Cinéma : "Paris la blanche"

28/03/2017 11:48

Cinéma : "Paris la blanche"

Un film de Lidia Leber Terki avec Tassadit Mandi, Zahir Bouzera et Karole Rocher, au cinéma le 29 mars.

Sans nouvelles de son mari, Rekia, soixante-dix ans, quitte pour la première fois l'Algérie. Pour ramener Nour dans leur village, elle est prête à tout. Mais l'homme qu'elle finit par retrouver est devenu un étranger.

 

 

 

Extrait d'un entretien avec Lidia Leber Terki, réalisatrice et co-scénariste

Comment est né "Paris la blanche" ?

Lors d’un dîner, Colo Tavernier a sorti quelques pages d’un tiroir en me disant : "Lis, ça peut t’intéresser". Colo avait écrit cette histoire dans les années 90, inspirée par les foyers Sonacotra qui abritaient tous ces hommes qui ne peuvent plus rentrer dans leur pays. L’histoire de cette femme qui erre dans Paris à la recherche de son mari, ancien travailleur immigré à la retraite, m’a super émue.

Je venais de perdre mon père et, même si ces pages ne racontaient pas son histoire, cela m’a renvoyée à ses origines, et donc aux miennes. Algérien, né en Kabylie, sous la colonisation, mon père a épousé ma mère française à la fin des années 50. Elle a vécu en Algérie durant dix ans par amour. Je suis née là-bas. Nous sommes venus en France quand j’avais trois ans. Je suis sûrement le parfait produit de ce qu’on appelle une intégration réussie, celle de mon père, jusqu’à en oublier mes propres origines. Dans ce que me proposait Colo, il y avait aussi une histoire d’amour comme je les aime, pudique et simple. L’amour est assez rare dans les films qui traitent de l’immigration algérienne en France. Ces personnes qui quittent leur pays, leur famille, leurs parents, leurs enfants pour aller travailler ailleurs ; je ne pense pas qu’elles le font de gaieté de cœur… Je voulais le dire et aussi raconter une histoire d’amour, en hommage à celle qu’ont partagé mes parents.

Comment avez-vous trouvé votre acteur ?

 Zahir Bouzerar est le premier acteur que j’ai choisi. Je tenais à ce qu’il soit Kabyle. Je l’avais vu dans "Barakat ! ", il y a une dizaine d’années, et je lui trouvais quelque chose de rude, de terrien mais également de poétique. C’est un acteur de théâtre et aussi un dramaturge. On s’est rencontrés à Alger, et dès que je l’ai vu arriver, j’ai su que c’était lui. Il est petit et frêle, il a l’air d’être dans la lune. Son visage est marqué et c’est très beau. Et puis, il y a sa voix grave et douce, sa façon de rouler les "r" , de parler un peu à l’ancienne. Je voulais qu’il parle à la fois kabyle et français.

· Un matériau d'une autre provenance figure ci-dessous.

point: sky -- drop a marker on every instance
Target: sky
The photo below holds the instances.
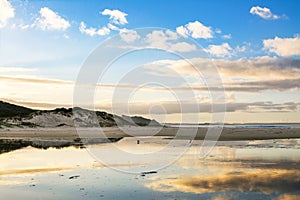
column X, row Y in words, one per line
column 175, row 61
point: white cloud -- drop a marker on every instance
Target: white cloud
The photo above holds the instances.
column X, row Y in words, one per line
column 117, row 17
column 158, row 39
column 165, row 40
column 283, row 46
column 129, row 35
column 6, row 12
column 264, row 13
column 227, row 37
column 196, row 30
column 253, row 69
column 49, row 20
column 181, row 30
column 182, row 47
column 112, row 27
column 93, row 31
column 223, row 50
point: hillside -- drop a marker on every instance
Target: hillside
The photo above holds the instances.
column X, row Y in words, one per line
column 17, row 116
column 11, row 110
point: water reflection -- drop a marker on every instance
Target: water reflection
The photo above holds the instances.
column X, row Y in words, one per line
column 263, row 181
column 233, row 170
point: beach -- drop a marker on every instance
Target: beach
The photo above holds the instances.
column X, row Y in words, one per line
column 198, row 133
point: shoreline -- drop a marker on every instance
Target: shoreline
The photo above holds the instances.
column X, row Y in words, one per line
column 71, row 133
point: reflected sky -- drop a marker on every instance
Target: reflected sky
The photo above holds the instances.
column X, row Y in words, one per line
column 233, row 170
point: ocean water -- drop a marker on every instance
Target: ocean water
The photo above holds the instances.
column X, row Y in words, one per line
column 265, row 169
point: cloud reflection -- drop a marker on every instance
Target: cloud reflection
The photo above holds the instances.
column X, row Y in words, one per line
column 264, row 181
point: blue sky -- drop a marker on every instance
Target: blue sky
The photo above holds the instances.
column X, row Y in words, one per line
column 251, row 42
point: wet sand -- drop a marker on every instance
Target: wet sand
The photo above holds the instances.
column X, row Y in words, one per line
column 227, row 134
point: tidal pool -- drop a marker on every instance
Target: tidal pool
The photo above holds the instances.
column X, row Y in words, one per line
column 266, row 169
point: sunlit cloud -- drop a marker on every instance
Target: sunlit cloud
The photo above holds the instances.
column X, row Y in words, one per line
column 264, row 13
column 117, row 16
column 195, row 30
column 223, row 50
column 167, row 40
column 283, row 46
column 50, row 20
column 93, row 31
column 264, row 181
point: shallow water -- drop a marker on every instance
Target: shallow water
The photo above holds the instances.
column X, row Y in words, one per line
column 266, row 169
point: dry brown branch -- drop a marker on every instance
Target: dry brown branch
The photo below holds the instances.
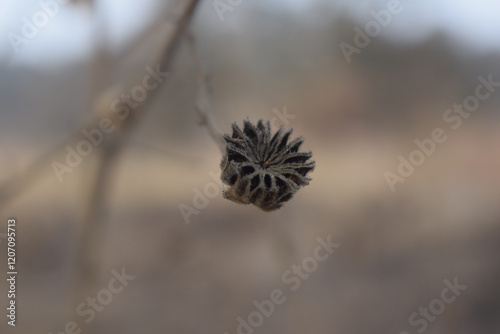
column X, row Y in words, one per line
column 203, row 105
column 94, row 227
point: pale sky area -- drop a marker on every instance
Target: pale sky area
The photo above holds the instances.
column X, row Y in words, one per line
column 473, row 24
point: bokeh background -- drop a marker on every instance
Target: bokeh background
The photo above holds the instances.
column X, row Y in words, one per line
column 264, row 58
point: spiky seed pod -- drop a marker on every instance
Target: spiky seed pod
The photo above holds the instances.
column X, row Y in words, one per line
column 263, row 170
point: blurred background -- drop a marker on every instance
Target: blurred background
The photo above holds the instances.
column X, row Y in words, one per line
column 201, row 272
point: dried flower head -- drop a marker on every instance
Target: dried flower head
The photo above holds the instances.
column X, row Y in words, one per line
column 263, row 170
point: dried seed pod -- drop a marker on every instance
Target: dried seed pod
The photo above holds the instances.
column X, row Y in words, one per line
column 263, row 170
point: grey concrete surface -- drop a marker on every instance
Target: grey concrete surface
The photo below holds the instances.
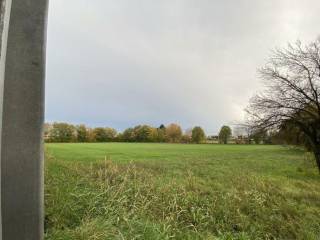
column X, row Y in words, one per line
column 22, row 122
column 5, row 6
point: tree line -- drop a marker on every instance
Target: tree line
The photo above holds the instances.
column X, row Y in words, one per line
column 290, row 102
column 172, row 133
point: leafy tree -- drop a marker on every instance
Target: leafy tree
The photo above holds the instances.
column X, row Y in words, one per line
column 198, row 135
column 173, row 133
column 100, row 134
column 225, row 134
column 62, row 132
column 128, row 135
column 111, row 134
column 161, row 132
column 143, row 133
column 82, row 133
column 292, row 93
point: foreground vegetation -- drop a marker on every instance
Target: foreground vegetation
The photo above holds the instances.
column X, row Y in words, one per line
column 175, row 191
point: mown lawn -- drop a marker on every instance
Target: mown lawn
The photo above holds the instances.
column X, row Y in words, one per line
column 175, row 191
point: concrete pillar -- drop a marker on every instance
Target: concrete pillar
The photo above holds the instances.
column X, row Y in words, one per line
column 22, row 99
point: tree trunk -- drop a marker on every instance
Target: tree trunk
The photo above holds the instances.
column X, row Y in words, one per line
column 317, row 157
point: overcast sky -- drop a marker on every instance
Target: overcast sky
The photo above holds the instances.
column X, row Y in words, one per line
column 120, row 63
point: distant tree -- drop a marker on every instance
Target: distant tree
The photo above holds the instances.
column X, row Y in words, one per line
column 111, row 134
column 198, row 135
column 173, row 133
column 161, row 132
column 162, row 127
column 100, row 134
column 225, row 134
column 82, row 133
column 128, row 135
column 62, row 132
column 292, row 93
column 143, row 133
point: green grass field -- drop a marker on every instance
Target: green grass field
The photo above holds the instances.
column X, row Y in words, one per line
column 176, row 191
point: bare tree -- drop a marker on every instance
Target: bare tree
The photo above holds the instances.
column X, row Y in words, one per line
column 292, row 93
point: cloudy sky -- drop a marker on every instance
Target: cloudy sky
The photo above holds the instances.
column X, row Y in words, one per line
column 120, row 63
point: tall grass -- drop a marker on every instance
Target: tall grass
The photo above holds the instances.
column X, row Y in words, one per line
column 110, row 200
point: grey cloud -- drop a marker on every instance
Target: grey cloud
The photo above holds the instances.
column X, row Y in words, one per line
column 120, row 63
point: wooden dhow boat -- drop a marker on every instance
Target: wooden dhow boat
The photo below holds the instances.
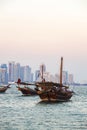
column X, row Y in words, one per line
column 4, row 88
column 49, row 91
column 23, row 87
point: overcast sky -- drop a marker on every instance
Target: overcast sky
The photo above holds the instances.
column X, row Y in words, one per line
column 41, row 31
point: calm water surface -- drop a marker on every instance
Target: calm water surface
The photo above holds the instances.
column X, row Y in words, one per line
column 18, row 112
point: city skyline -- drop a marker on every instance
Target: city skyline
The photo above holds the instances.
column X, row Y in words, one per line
column 35, row 32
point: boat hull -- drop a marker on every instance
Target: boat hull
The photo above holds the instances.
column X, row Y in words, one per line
column 27, row 91
column 55, row 96
column 3, row 89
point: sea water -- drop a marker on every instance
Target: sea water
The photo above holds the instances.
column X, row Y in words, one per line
column 18, row 112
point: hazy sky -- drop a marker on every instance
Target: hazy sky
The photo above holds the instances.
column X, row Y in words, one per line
column 41, row 31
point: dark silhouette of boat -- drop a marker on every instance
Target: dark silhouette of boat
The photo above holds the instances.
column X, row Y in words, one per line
column 49, row 91
column 26, row 90
column 4, row 88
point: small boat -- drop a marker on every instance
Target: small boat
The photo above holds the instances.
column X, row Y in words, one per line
column 25, row 90
column 49, row 91
column 4, row 88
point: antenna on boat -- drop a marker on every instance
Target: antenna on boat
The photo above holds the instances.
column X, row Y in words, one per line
column 61, row 69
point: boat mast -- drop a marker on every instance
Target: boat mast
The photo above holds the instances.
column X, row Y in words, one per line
column 61, row 69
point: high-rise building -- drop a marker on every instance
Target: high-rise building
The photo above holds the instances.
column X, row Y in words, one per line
column 11, row 71
column 16, row 71
column 37, row 74
column 3, row 74
column 27, row 74
column 65, row 77
column 70, row 79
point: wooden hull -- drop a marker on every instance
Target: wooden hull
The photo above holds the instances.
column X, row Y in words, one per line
column 3, row 89
column 27, row 91
column 55, row 96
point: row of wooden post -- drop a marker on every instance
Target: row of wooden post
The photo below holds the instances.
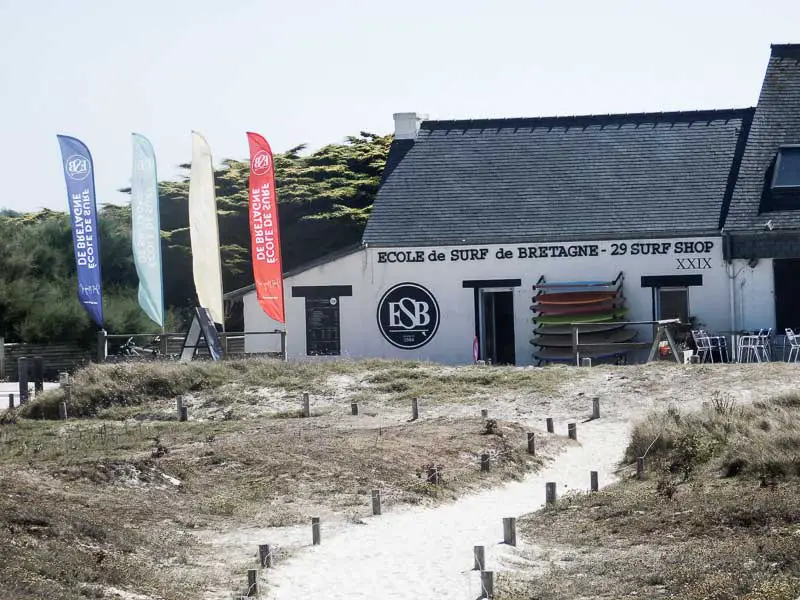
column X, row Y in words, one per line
column 306, row 411
column 434, row 476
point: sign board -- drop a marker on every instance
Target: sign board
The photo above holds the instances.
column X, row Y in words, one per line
column 202, row 335
column 408, row 316
column 323, row 332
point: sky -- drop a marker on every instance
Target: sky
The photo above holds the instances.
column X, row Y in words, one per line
column 315, row 71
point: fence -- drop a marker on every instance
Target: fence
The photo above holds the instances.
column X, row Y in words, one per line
column 57, row 358
column 170, row 344
column 66, row 358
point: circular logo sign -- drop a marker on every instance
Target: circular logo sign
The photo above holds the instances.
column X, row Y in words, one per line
column 261, row 163
column 408, row 316
column 77, row 167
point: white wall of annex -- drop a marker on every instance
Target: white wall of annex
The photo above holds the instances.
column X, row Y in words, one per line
column 256, row 320
column 754, row 294
column 452, row 344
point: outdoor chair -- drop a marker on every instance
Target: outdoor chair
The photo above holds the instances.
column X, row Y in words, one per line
column 703, row 344
column 756, row 346
column 718, row 344
column 794, row 345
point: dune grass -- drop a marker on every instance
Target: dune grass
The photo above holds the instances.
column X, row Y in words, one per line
column 715, row 518
column 101, row 387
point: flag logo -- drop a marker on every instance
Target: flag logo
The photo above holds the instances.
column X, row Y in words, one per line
column 77, row 167
column 261, row 163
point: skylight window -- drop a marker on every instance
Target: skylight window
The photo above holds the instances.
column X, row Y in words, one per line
column 787, row 168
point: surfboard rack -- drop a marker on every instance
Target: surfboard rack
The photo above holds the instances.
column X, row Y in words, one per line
column 563, row 310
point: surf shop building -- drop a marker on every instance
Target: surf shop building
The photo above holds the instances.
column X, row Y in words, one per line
column 488, row 236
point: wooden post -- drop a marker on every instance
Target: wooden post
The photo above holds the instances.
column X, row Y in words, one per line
column 265, row 556
column 38, row 374
column 479, row 553
column 252, row 583
column 575, row 352
column 487, row 584
column 550, row 497
column 315, row 533
column 22, row 372
column 510, row 531
column 434, row 475
column 485, row 463
column 572, row 431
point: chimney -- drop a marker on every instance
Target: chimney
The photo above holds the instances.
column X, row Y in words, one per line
column 406, row 125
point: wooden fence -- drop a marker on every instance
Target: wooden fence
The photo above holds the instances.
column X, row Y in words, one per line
column 57, row 358
column 60, row 358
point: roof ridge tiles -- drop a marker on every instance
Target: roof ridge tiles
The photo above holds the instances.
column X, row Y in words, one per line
column 591, row 119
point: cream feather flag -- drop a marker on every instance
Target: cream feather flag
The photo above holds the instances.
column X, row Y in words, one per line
column 204, row 229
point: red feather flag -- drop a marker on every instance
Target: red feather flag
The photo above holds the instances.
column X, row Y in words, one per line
column 265, row 237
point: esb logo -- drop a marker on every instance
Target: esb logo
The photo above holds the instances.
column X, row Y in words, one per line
column 408, row 316
column 77, row 167
column 261, row 163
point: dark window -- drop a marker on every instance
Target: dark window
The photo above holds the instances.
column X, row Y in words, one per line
column 673, row 303
column 787, row 168
column 322, row 326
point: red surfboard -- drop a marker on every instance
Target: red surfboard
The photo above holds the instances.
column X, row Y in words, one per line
column 584, row 309
column 559, row 298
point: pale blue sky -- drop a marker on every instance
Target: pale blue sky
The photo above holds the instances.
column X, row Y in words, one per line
column 316, row 71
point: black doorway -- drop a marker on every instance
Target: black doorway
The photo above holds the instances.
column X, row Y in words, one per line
column 787, row 293
column 497, row 308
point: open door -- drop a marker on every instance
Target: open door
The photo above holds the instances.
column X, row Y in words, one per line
column 496, row 319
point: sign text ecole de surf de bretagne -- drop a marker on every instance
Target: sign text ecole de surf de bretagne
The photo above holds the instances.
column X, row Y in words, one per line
column 682, row 248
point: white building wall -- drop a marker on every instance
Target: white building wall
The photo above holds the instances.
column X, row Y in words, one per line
column 754, row 294
column 452, row 343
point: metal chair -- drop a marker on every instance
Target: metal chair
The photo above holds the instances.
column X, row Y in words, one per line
column 794, row 345
column 703, row 344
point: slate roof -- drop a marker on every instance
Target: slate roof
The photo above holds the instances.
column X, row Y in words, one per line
column 776, row 122
column 559, row 179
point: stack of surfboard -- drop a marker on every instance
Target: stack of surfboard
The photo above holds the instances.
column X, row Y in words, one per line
column 600, row 308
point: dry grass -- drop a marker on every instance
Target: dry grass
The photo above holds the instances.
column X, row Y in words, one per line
column 128, row 385
column 94, row 505
column 716, row 517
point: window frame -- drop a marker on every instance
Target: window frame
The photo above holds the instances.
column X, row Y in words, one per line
column 671, row 288
column 773, row 184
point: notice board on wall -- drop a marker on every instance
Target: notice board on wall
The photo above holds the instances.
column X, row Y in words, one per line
column 323, row 333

Tassadit Mandi est arrivée en dernier sur le film ?

L’actrice algérienne que j’avais choisie a eu un problème de santé à dix jours du tournage. C’est Jan Vasak, mon producteur, qui m’a parlé de Tassadit Mandi. Il savait qu’elle parlait kabyle. Elle a lu très vite le scénario et on s’est rencontrées. Je la trouvais trop jeune pour le rôle. J’ai compris qu’elle avait été très émue par le script et devinant mon doute elle m’a dit : "Je peux te jouer la femme de soixante-dix ans, quatre-vingt, ou même cent-dix ans, comme tu veux ! ". Et là, j’ai vu son regard, et sa capacité à changer d’expression en très peu de temps, passer d’un regard pétillant à quelque chose de très statique et profond. Tassadit s’est tout de suite énormément investie dans le rôle, et avec Zahir, cela a fonctionné immédiatement. Pour moi, cette femme est venue dire au revoir à son mari. Elle doit savoir, au fond d’elle, que ce retour est un leurre.

Comment est né le personnage qu’incarne Karole Rocher ?

Pour moi, Tara (Karole Rocher) devait représenter le regard du spectateur. Dans la vie, on croise des gens et puis on les perd de vue. Tara et sa soeur Damia (Marie Denarnaud) traversent momentanément la trajectoire de Rekia. Je voulais montrer quelqu’un qui ose aider les autres, simplement, humainement. On voit des gens par terre dans la rue, qu’est-ce qui nous empêche de leur tendre la main ? J’avais envie de le faire dans le film. Karole était évidente pour interpréter Tara, elle a une incroyable présence et une grande sensibilité. Son personnage nous fait rencontrer des Syriens, des Soudanais, cette immigration continue, des gens qui sont encore dans l’espoir, qui voient peut-être dans cette femme algérienne qui cherche son mari, la mère qu’ils ont laissée ou la femme qui pourrait venir les chercher un jour.